[El señor Spitzweg...], Philippe Delerm

sábado, 3 de abril de 2010
El señor Spitzweg no coge nunca el metro para ir a trabajar. Prefiere el autobús, o, si no, ir andando. Hay una buena caminata desde la Rue Marcadet hasta el distrito VI, pero le gusta andar, sobre todo a comienzos de primavera, o incluso esos luminosos días de invierno.

No, para él el metro no es un medio de locomoción. El señor Spitzweg coge el metro para empaparse de humanidad. Casi se ha convertido en una costumbre. Hay una hora muy especial en que el metro se torna humano. Un día, el señor Spitzweg se encontró por casualidad, entre Saint-Lazare y La Fourche, en ese frágil momento en que todo oscila, en que los asépticos vagones no acarrean a una arisca y apresurada multitud. Serían poco después de las ocho de la tarde. De pronto le encontró gusto a aquel extraño ambiente. Para convencerse de que no había soñado, al día siguiente volvió a coger la misma línea a la misma hora. Por segunda vez, se produjo el milagro. De modo que probó suerte de nuevo, a la misma hora en Sèvres-Babylone. Milagro confirmado. La línea no tenía nada que ver. Lo importante era el momento.

¿Cuál era la causa? El señor Spitzweg no es muy amigo de analizar, de entender. Prefiere mirar. Después de las ocho, viaja aún mucha gente en el metro. Pero los que salen de trabajar lo hacen tan tarde que ya ni les urge volver a casa. Hay en su manera de sentarse una especie de cansancio acogedor, de desencantada afabilidad. Entonces se acercan los marginados.
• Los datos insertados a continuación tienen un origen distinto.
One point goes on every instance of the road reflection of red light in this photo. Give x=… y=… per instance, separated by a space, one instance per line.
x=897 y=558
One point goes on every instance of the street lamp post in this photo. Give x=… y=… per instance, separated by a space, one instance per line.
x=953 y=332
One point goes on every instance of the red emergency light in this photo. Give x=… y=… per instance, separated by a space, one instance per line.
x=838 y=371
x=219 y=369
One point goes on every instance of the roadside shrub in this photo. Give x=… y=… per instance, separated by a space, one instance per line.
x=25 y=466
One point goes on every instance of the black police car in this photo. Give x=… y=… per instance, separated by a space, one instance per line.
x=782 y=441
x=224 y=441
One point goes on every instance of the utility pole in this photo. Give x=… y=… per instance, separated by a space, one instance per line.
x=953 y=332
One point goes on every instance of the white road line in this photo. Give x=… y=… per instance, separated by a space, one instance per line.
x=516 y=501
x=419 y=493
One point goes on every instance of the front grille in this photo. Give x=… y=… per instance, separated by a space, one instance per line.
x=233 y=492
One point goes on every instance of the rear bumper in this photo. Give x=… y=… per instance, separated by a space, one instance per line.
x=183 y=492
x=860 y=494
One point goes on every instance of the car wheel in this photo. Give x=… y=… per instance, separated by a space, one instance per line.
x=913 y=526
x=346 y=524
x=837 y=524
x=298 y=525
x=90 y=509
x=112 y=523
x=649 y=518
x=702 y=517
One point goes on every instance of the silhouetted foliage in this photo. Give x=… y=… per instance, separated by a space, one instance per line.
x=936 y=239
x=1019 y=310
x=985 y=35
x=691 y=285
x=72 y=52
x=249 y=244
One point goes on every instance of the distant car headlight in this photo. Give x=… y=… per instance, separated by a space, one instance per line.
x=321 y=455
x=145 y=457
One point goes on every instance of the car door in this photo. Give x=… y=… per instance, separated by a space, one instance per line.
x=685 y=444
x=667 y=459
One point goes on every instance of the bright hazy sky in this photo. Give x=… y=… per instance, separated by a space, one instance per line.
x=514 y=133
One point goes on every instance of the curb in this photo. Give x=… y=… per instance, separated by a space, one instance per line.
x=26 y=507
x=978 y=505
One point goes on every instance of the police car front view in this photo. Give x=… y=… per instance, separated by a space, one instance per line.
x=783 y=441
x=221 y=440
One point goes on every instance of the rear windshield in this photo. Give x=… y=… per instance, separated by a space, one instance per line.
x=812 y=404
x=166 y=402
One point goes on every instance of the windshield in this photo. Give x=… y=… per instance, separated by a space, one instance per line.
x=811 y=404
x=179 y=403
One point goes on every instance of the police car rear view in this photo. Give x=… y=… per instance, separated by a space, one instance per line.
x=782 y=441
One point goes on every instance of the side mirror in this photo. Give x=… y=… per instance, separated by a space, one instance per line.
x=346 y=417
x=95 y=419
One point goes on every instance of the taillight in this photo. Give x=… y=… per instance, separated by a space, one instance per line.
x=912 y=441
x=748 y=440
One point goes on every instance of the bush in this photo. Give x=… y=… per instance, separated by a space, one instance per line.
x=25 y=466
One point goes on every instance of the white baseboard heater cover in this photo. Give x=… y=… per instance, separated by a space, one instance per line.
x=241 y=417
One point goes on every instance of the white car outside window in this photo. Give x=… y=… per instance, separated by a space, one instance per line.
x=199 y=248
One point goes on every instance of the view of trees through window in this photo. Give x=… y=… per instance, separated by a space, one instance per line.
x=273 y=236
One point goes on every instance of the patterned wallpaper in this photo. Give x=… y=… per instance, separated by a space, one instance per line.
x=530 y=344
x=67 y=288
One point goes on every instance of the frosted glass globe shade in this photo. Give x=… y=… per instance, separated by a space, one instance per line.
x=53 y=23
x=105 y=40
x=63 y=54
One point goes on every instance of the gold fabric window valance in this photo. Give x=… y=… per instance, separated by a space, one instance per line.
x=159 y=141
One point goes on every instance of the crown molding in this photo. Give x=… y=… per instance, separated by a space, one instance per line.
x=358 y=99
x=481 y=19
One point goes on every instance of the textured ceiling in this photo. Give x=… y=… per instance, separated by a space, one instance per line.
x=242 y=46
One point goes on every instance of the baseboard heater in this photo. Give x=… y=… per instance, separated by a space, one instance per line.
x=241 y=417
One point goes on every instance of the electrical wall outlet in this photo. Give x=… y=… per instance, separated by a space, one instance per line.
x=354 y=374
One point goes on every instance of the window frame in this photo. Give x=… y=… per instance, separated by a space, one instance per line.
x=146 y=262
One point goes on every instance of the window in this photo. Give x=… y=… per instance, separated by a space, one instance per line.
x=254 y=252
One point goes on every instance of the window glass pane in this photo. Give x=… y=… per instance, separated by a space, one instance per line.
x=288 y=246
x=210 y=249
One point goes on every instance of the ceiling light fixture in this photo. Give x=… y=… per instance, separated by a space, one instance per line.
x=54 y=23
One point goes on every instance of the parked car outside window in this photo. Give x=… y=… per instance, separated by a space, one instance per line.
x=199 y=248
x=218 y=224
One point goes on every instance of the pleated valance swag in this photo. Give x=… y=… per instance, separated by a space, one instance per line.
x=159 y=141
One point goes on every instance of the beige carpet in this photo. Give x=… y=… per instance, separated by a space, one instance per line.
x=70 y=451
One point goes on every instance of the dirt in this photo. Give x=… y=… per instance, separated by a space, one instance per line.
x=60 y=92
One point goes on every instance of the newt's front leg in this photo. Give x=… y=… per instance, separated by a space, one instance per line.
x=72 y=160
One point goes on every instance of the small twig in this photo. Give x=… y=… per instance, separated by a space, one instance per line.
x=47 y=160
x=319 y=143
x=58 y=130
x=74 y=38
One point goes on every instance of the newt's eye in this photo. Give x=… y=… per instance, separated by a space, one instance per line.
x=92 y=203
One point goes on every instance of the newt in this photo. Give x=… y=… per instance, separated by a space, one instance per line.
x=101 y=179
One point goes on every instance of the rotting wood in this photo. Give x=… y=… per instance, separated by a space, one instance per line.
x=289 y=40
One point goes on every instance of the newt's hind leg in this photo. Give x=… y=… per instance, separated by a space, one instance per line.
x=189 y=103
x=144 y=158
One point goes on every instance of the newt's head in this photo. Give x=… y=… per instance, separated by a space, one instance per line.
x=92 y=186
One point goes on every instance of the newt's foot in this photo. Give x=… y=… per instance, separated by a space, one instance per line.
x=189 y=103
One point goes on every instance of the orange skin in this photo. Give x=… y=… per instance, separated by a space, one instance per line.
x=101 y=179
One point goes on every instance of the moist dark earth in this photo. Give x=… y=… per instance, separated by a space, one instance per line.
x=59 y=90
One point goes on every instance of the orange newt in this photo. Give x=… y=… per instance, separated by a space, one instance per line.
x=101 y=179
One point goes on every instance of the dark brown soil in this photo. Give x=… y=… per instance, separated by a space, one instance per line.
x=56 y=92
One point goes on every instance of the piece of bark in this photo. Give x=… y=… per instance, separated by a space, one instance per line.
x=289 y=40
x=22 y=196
Los borrachos y los que van por ahí rasgueando guitarras dejan de sentirse diferentes. Se entablan conversaciones entre el hombre-orquesta que ya no tiene fuerzas para tocar, el empleado de oficina que ya no tiene fuerzas para correr y el bebedor que ya no tiene nada que beber. Circulan menos trenes. La gente habla en los andenes. En una ocasión, el señor Spitzweg oyó:

—¡No, hombre, no, qué va a estar usted acabado! A su edad...

Desde las ocho y diez hasta las nueve menos cuarto, es ya el metro nocturno. Entre el estrés del día, la soledad de más tarde, entre las carreras de los marchosos y los lúgubres gritos de los errantes nocturnos, el anonimato pasa a ser vivo y cálido. La gente se atreve a veces a contar cosas que nunca ha contado a nadie. Hablan de todo, sobre todo de nada, de la vida y todo eso... Incluso cuando no hablan, se advierte esa manera de sentarse al lado, de quedarse de pie asidos a la barra. Separados pero juntos. El señor Spitzweg coge el metro nocturno para no ir a ninguna parte.




Philippe Delerm, Llovió todo el domingo, Tusquets, Barcelona, 2000, pp. 33-35.